En dépit de toute la douleur et de toute l'angoisse (et sans doute un peu à cause d'elles), pris de la tentation de bâfrer. C'est pas qu'on se prive, mais on se retient quand même d'ingérer toutes sortes de choses prétendument « nocives » et on mange « sain » comme c'est pas possible. On perd accessoirement du poids, ce qui n'est pas forcément une mauvaise chose, sauf quand il fait soudain un peu trop froid pour la saison et qu'on le sent dans les os parce que le corps ne s'y attendait plus et n'a plus de « réserves » pour masquer la chose. (Et quand il s'y attendra de nouveau, il fera plus chaud et il sera de nouveau pris de court.) On se dit qu'un bon petit coup, une bonne pâtisserie au beurre effacerait tout ça, ferait oublier, enverrait le « message de blocage » qu'il faut aux « portes de la douleur », comme le dit cent fois, à force de couper-coller les mêmes paragraphes tous les deux chapitres, ce lamentable gastro-entérologue américain dans son livre si mal écrit, si mal composé, si mal illustré, que je fais semblant de me demander encore pourquoi je me suis abaissé à l'acheter (achat en ligne trop facile, bien sûr). Le genre de livre qui humilie votre bibliothèque.
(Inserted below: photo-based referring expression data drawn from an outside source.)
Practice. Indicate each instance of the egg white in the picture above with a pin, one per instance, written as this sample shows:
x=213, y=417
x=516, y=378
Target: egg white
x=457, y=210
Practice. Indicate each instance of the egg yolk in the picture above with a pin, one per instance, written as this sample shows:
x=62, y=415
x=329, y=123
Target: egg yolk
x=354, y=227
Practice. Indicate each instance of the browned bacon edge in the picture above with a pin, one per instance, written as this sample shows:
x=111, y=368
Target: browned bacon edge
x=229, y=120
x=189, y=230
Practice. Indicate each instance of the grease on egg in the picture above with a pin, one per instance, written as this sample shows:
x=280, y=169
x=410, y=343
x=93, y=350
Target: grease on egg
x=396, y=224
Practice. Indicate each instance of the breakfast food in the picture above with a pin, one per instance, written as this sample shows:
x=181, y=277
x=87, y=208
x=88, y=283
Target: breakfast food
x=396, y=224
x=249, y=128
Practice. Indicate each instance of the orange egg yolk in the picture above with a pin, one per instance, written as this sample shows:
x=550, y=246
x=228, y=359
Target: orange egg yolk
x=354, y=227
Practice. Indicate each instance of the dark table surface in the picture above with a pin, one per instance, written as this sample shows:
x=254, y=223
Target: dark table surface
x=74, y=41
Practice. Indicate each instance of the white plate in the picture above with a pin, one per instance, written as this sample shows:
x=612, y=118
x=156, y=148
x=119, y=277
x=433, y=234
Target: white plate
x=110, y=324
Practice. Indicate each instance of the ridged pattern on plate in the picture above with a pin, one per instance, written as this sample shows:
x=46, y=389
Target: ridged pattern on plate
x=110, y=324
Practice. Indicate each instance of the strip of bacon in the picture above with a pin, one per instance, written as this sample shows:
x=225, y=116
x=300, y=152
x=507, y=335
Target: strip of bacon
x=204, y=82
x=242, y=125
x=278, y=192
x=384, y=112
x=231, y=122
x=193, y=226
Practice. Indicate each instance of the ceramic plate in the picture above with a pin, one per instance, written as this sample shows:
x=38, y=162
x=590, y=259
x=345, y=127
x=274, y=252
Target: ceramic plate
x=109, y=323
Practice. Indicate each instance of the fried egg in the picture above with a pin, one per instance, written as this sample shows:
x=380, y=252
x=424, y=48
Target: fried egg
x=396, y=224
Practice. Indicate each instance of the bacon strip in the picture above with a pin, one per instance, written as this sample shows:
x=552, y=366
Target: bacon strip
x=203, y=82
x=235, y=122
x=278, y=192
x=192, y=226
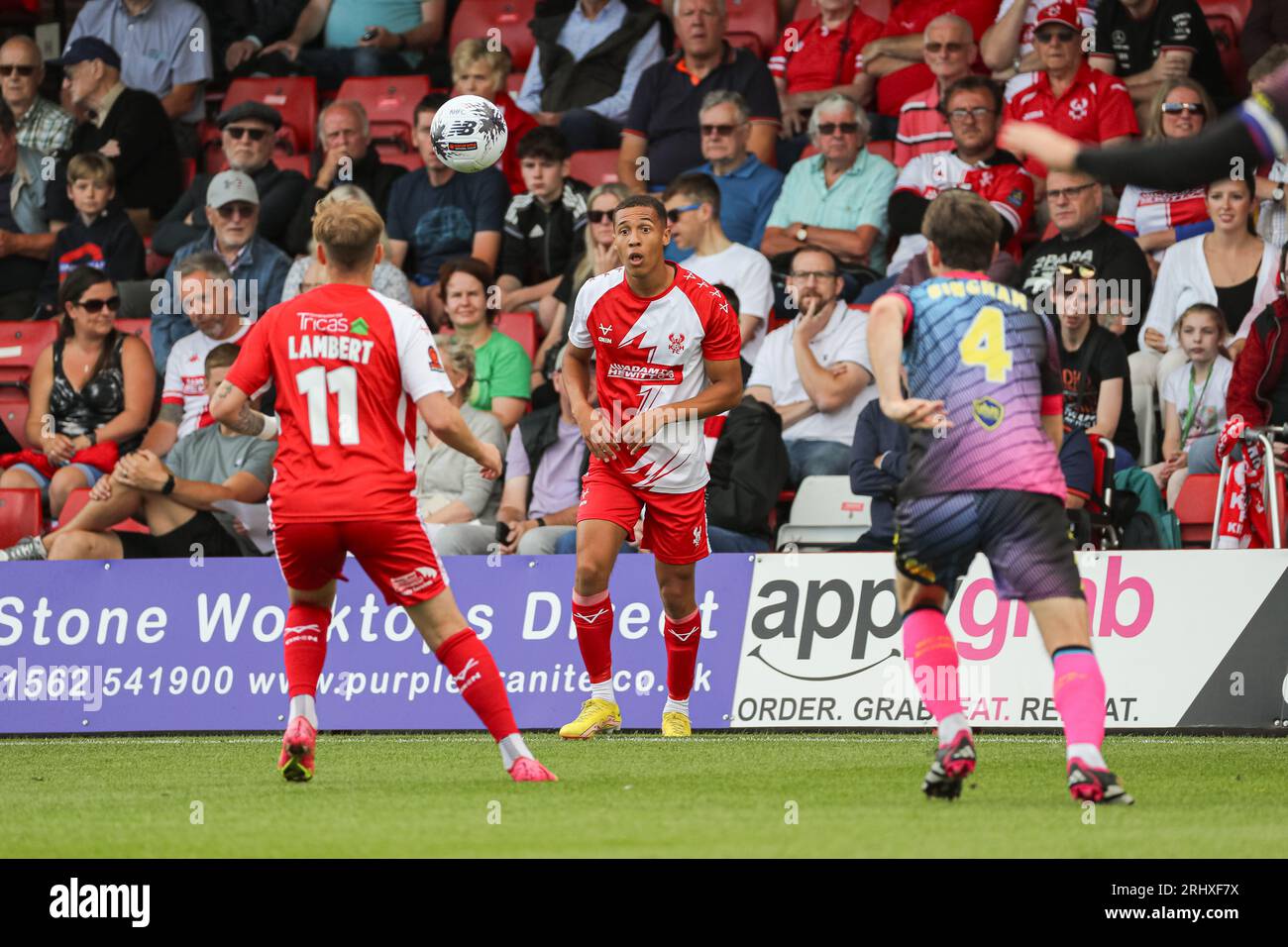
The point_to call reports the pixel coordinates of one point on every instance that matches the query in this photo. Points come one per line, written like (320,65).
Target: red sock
(304,647)
(480,682)
(683,637)
(592,617)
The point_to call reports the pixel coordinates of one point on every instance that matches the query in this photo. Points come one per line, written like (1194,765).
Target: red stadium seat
(20,514)
(754,20)
(76,501)
(1196,506)
(478,18)
(21,343)
(13,412)
(520,326)
(595,166)
(296,98)
(390,103)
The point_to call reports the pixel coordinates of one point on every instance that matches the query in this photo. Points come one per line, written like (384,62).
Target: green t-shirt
(501,369)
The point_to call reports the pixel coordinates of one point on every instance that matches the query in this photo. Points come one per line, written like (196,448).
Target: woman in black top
(95,385)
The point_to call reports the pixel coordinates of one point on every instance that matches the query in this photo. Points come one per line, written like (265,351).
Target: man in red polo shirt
(1069,95)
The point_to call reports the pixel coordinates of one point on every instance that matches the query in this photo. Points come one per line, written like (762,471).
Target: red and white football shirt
(1001,180)
(651,354)
(349,367)
(185,377)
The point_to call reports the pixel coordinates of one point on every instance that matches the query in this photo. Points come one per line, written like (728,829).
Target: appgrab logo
(72,900)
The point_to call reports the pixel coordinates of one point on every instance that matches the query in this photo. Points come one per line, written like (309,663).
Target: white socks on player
(511,749)
(304,706)
(951,725)
(603,690)
(1089,754)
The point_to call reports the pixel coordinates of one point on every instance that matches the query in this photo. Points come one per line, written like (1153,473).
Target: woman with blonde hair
(308,273)
(481,71)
Si on m'avait dit, il y a dix ans, que j'allais un jour me précipiter sur des livres de la catégorie « SELF-HELP » comme si mon salut en dépendait, j'aurais bien ri. Maintenant, je ne trouve pas ça trop drôle, surtout que ça n'aide vraiment que quelques médecins plus ou moins médiatiques à remplir leurs poches à mes dépens.

C'était beau, mépriser les gens malades sans raison apparente. C'était très facile, aussi, surtout quand ils me faisaient penser à celle dont j'ai hérité la moitié des gènes, lesquels rient bien gras maintenant dans leur enfer protéique indéfiniment renouvelé. C'était surtout donc très intelligent de la part d'un colopathe fonctionnel et que sais-je encore. Qui se foutait au bide des coups de jeûne gratuit tous les deux jours histoire de se griser d'avoir faim. Ah, on peut dire que je l'ai bien bouzillé, mon système. Mais quand même. On ne regrette rien, hein ?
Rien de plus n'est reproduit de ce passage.